Uno dei punti più bassi della storia bianconera. Prima di metà ottobre, la Juve è fuori quasi da tutto. La sconfitta di Haifa praticamente è sinonimo di eliminazione dalla Champions, con il rischio di non entrare nemmeno in Europa League. Corsa scudetto compromessa e attenzione al quarto posto. Il momento è talmente delicato che Agnelli torna davanti alle telecamere. Il Presidente parla di vergogna, chiede scusa ai tifosi, ma conferma Allegri. Addirittura fino al termine della stagione. “La colpa non è di un singolo, ma di tutti”. Senza dubbio.
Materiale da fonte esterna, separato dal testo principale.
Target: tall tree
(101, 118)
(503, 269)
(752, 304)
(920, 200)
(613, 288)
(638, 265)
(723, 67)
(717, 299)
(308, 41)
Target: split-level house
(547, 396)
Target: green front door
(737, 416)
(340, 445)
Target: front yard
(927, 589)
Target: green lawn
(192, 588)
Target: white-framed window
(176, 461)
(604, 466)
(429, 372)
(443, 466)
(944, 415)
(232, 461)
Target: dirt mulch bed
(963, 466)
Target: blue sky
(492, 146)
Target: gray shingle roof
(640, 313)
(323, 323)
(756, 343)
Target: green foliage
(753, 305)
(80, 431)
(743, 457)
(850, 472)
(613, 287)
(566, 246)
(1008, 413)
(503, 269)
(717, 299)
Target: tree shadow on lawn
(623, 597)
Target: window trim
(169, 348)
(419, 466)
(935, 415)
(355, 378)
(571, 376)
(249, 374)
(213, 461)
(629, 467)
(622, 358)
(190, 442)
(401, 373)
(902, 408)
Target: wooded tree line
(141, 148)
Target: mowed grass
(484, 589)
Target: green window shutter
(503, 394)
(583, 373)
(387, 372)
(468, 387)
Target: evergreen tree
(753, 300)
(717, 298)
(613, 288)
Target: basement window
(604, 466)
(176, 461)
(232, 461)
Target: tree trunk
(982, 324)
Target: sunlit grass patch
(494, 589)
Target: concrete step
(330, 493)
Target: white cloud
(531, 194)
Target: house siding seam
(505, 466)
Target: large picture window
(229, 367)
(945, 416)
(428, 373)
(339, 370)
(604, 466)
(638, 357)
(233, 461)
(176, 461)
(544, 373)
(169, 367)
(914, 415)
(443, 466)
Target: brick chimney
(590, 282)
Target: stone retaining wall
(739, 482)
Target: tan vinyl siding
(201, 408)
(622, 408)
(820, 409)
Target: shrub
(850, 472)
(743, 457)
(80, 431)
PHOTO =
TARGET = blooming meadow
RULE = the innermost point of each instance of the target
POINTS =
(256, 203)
Ma è altrettanto vero che in questi casi paga l'allenatore, in quanto capo di una truppa ormai allo sbando totale. Per il momento l'unico provvedimento (punitivo?) è il ritiro fino al derby. Misura atavica e non da grande club. Situazione apparentemente irreversibile, difficile immaginare che questo gruppo sia in grado di uscirne. Almeno con la guida tecnica attuale.
Niente esonero dunque, almeno sulla carta. Mandarlo via sarebbe anche un'ammissione di colpa, fermo restando il costo elevatissimo che comporterebbe l'esonero. Dimissioni? Il diretto interessamento non pensa minimamente di lasciare la panchina, anzi: “La sfida quando si fa difficile è più bella”. Per vincere le sfide però c'è bisogno di gente disposta a sacrificarsi per la causa. Tra Allegri e i giocatori invece manca la connessione, il feeling, l'alchimia. La squadra ormai è totalmente passiva contro qualsiasi avversario, anche di categoria notevolmente inferiore. I giocatori sembrano impotenti, smarriti, palesando un distacco imbarazzante dalla realtà del momento. E già per questo Allegri ha perso la sua sfida, iniziata a dire il vero dalla passata stagione, quando proprio il presidente Agnelli lo ha fortemente rivoluto alla guida della squadra. Sabato c'è il derby. Con un'altra caduta sarebbe difficile continuare con Max.